Leonard Cohen, Untold Stories: The Early Years by Michael Posner

Leonard Cohen, Untold Stories: The Early YearsLeonard Cohen, Untold Stories: The Early Years by Michael Posner
My rating: 5 of 5 stars

“Let the man watching me know, that this is not entirely devoid of the con.”Leonard Cohen, Ladies & Gentlemen, Mr. Leonard Cohen

“Leonard was probably the most seductive man I’ve ever met. Seductive not just to women but to men.”
Aviva Layton

Leonard Cohen’s legacy seems perched at an unusually perilous moment.

When he was alive he traded in adeptly crafted confessions that withheld just enough blood-and-guts messiness to cast doubt on the veracity of their integral claims. He posed as a holy man while pointing directly to the sheer lunacy of any such posture. Leonard Cohen’s public image was, indeed, “not entirely devoid of the con.” But the beauty of the con lies in the willingness of the mark to invest confidence in a patent scam.
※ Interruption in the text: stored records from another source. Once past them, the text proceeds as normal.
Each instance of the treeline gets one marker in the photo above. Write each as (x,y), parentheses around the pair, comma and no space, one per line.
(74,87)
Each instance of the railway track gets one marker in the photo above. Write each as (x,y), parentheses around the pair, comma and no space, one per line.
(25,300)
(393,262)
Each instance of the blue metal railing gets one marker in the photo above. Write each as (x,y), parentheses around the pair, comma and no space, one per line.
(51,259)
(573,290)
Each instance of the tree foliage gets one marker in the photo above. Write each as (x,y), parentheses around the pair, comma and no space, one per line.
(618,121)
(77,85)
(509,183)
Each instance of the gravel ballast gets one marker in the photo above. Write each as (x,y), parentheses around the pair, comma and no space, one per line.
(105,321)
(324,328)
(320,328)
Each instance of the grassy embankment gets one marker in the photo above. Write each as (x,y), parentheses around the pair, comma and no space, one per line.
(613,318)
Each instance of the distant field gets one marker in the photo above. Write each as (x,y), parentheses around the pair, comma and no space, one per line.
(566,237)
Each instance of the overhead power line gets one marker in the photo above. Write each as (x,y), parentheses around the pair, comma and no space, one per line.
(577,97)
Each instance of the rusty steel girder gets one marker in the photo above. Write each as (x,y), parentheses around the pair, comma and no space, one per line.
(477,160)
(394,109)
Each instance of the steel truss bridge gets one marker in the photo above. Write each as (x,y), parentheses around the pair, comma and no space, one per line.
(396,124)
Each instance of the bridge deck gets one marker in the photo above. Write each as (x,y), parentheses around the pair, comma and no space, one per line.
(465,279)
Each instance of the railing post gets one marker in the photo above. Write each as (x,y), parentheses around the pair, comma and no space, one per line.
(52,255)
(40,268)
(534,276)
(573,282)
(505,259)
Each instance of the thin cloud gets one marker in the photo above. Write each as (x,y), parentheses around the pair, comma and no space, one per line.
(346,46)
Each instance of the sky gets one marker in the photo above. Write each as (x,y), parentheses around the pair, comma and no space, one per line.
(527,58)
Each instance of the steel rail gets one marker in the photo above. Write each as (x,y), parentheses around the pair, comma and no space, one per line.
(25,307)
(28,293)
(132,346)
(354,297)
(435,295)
Thus far the biographies written about Leonard Cohen have partaken of the con and, paradoxically, sludged the legacy. When in his more frayed states, Cohen would mutter darkly about being an ape amongst apes, but this is rarely an acknowledged reality for most biographers (anywhere). The demand for narrative structure compels the biographer to surrender to The Great Man Of History template.

But Cohen was indeed an ape amongst apes — the beauty of Michael Posner’s “oral biography” lies in its chorus of voices from the tribal collectives Cohen moved through. The reader gets a sense not just of the man but of the enormous haptic feedback chamber he steeped in, as he graduated from Old Montreal, to Jewish summer camps in the Laurentians, to the university poetry scene, to the unfettered bacchanalia on Hydra Island, backstage and on the road.

Accounts are, as Posner immediately points out, often not just contradictory but also maddening. The generosity embedded in Posner’s scrupulous method is his faith in a reader’s ability and willingness to apply their own intelligence and skepticism to what is on offer — to read between the lines and flesh-in some of the spaces with reasonably informed conjecture.

Just one example (which reviewers are getting stuck on): debate over who introduced Marianne Ihlen’s then-adolescent son, Axel, to LSD — was it Cohen? Ihlen and Cohen together? Axel’s father alone? Did this happen on Hydra, or in Mexico? The matter occupies less than two pages in a book that reaches nearly 500, and the only element anyone can agree on is the trauma this inflicted on an already traumatized kid. This of course does nothing to determine who did what to whom, and where. But a page-and-a-half can say volumes about the group mentality on Hydra — where particular attitudes, explorations and behaviours were expected and encouraged.

In this scene Cohen sold himself, most persuasively, as a troubador who’d graduated to social and spiritual expectations that were revolutionary — expectations that, via Media’s Massage, were on the verge of penetrating and saturating the collective consciousness in the suburbs of the West.

All in all, this makes for a truly unique approach to Leonard Cohen. I eagerly await the next two volumes.